Using input param: –input or -i

Param description: A parameter that defines path for input file. You can use also absolute path or relative path.

  • file type

Using file type param: –type or -t

Param description: This parameter is responsible for defining the input file extension to the algorithm. Cleora supports two kinds of input files .tsv (tab-separated values) and .json.

  • dimension

Using dimension param: –dimenstion or -d

Param description: Embedding dimension size.

  • number of iterations

Using number of iterations param: –dimenstion or -d

param Description: Set maximum number of iterations.

  • columns

Using columnns param: –columns or -c

Param description: Set column names (max. 12), with modifiers from list: [transient::, reflexive::, complex::]

Modifiers

Description

transient

The field is virtual - it is considered during embedding process, no entity is written for the column

reflexive

The field is composite, containing multiple entity identifiers separated by space in TSV or an array in JSON

complex

The field is reflexive, which means that it interacts with itself, additional output file is written for every such field

ignore

The field is ignored, no output file is written for the field

Allowed combinations of modifiers are:
  • transient

  • complex

  • transient::complex

  • reflexive::complex

For TSV datasets containing composite fields (categorical array), multiple items within a field are then separated by space.
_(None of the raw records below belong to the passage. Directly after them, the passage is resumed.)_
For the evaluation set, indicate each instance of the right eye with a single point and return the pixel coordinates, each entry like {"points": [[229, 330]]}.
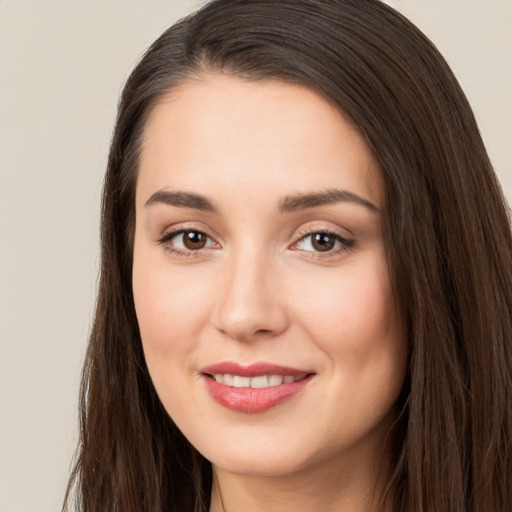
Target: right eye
{"points": [[185, 241]]}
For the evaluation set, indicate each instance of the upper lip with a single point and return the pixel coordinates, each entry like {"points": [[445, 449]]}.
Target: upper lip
{"points": [[253, 369]]}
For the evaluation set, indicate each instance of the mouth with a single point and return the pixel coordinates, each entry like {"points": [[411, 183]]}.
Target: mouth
{"points": [[258, 382], [253, 388]]}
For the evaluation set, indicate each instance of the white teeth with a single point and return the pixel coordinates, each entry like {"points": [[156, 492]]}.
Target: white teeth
{"points": [[241, 382], [275, 380], [261, 381]]}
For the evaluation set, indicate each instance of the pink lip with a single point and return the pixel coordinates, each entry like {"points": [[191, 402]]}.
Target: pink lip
{"points": [[251, 400]]}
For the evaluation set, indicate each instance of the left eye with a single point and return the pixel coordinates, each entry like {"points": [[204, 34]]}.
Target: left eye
{"points": [[321, 242]]}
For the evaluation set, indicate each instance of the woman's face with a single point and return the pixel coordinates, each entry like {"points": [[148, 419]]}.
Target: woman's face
{"points": [[260, 279]]}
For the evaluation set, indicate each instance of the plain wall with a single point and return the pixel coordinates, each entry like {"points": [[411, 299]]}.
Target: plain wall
{"points": [[62, 66]]}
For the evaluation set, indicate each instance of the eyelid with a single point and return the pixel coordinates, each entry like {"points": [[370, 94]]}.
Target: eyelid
{"points": [[346, 243], [179, 229]]}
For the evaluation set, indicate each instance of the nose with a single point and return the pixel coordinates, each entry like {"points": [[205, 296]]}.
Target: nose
{"points": [[250, 307]]}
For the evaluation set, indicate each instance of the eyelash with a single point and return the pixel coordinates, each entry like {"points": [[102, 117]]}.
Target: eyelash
{"points": [[346, 244]]}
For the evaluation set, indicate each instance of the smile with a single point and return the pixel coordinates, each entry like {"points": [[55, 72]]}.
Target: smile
{"points": [[261, 381], [253, 388]]}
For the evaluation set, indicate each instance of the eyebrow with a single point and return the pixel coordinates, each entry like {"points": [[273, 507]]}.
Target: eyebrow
{"points": [[183, 199], [303, 201], [288, 204]]}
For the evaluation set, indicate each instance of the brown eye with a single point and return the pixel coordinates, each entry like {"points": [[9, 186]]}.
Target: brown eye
{"points": [[194, 240], [322, 242]]}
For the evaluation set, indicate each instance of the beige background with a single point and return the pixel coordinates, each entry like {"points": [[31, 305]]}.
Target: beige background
{"points": [[62, 65]]}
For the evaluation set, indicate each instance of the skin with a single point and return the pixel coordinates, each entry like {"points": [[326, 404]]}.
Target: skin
{"points": [[260, 290]]}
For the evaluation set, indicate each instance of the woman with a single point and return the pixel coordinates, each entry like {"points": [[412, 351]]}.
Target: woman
{"points": [[306, 287]]}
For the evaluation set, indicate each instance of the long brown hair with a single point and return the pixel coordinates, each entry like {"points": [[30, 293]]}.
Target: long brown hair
{"points": [[448, 242]]}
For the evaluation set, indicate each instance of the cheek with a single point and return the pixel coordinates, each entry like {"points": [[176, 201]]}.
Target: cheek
{"points": [[354, 322]]}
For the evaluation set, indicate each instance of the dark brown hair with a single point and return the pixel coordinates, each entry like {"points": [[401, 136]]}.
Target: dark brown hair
{"points": [[448, 242]]}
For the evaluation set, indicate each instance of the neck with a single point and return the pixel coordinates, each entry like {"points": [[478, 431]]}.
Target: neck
{"points": [[353, 484]]}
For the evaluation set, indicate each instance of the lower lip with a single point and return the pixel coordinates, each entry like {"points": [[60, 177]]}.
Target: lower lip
{"points": [[252, 400]]}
The specification of an input format is as follows:

--columns="[column modifiers, ::]<column_name> ..."

Combinations which don’t make sense are:

Modifiers

Description

reflexive

This would represent an identity relation

transient::reflexive

This would generate no output

reflexive::transient::complex

This would generate no output

Picture below representation how works column modifiers:

examples use case of column modifiers
  • relation name

Using relation param: –relation-name or -r

Param description: Name of the relation, for output filename generation.

  • prepend field name

Using prepend field name param: –relation-name or -r

Param description: Prameter that responsible for prepending field name to entity in output.

  • log every n

Using log every n params : –log-every-n or -l

Param description: Set log output for every N lines

  • in memory embedding calculation

Using log in memory embedding calculation param: –in-memory-embedding-calculation or -e

Param description: Parameter that responsible for using calculate embeddings in memory or with memory-mapped files. Default is on (setting -e 0). If you want off use -e 1.

-output dir

Using output dir param: –output-dir or -o

Param description: Set output directory for files with embeddings.

-output format

Using output format param: –output-format or -o

Param Description: A parameter that defines the format of the output file. Possible output format are textfile (.txt) and numpy (.npy)

Examples Cleora run configuration

Remember before you will first run cleora training (after download binary file from repository) to set execute file permission using chmod +x

chmod +x cleora
./cleora -i files/samples/edgelist_sample.tsv
         --columns="complex::reflexive::a b complex::c"
         -d 128
         -n 5
         --relation-name=test_realation_name
         -p 0